The bill makes school lunches universally free and protects students from meal denial and stigma while improving funding transparency, but it expands federal/state costs, reduces targeted subsidies for near-poor families, and creates implementation, oversight, and funding-risk trade-offs.
All students in participating schools will receive free lunches every school day, reducing meal-cost barriers for families and ensuring children have daily school meals.
Students in schools with unpaid meal debt will no longer be denied meals or publicly stigmatized because schools are barred from collecting unpaid lunch charges and will be reimbursed for delinquent debt.
Schools will receive a predictable national average payment ($4.86 per free lunch) with CPI-FAFH inflation adjustments, giving meal providers more stable and predictable funding.
Taxpayers and state governments will face substantially higher program costs because universal free lunches expand eligibility, which could require higher taxes or redirect funding from other programs.

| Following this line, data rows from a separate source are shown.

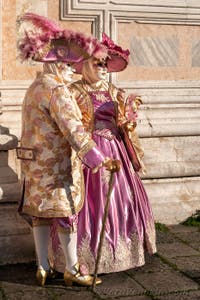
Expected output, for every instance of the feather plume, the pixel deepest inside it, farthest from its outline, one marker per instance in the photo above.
(41, 22)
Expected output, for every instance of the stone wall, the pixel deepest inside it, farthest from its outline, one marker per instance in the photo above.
(164, 69)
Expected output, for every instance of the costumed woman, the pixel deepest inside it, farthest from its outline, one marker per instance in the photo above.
(108, 117)
(54, 143)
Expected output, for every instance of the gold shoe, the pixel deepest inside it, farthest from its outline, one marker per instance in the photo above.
(79, 277)
(41, 276)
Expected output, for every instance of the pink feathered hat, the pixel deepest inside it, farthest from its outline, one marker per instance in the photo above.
(47, 42)
(117, 59)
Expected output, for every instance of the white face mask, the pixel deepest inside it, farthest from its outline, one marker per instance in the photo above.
(67, 72)
(102, 73)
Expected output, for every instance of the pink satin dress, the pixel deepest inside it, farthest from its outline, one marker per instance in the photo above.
(130, 225)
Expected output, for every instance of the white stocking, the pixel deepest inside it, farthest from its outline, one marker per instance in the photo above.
(69, 246)
(41, 237)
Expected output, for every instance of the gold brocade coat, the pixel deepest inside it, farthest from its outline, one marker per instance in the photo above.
(53, 146)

Removing reduced-price categories ends targeted subsidized payments for families slightly above poverty thresholds, shifting costs to those families or to schools and reducing targeted assistance for near-poor students.
Tying the payment to CPI-FAFH with a $4.86 base risks undercompensating schools if food and labor costs rise faster than the chosen CPI measure, straining local meal programs.
Based on analysis of 6 sections of legislative text.
Makes all students at participating schools eligible for free lunch, sets a $4.86 baseline payment with CPI adjustments, and reimburses schools for delinquent meal debt.
Introduced February 12, 2026 by S. Raja Krishnamoorthi · Last progress February 12, 2026
Makes all children enrolled in a school that participates in the National School Lunch Program automatically eligible for free lunches, eliminates reduced-price and categorical eligibility rules for lunch, sets a statutory national average payment per free lunch at $4.86 with annual inflation adjustments tied to the CPI for food away from home, and requires USDA to reimburse schools for existing delinquent meal debt and bar schools from collecting unpaid lunch charges. It also mandates data collection on delinquent debt, a GAO evaluation, and authorizes appropriations to carry out the debt-reimbursement program. Most provisions take effect one year after enactment, with some debt-collection protections effective immediately and a specified first payment-rounding date of July 1, 2027.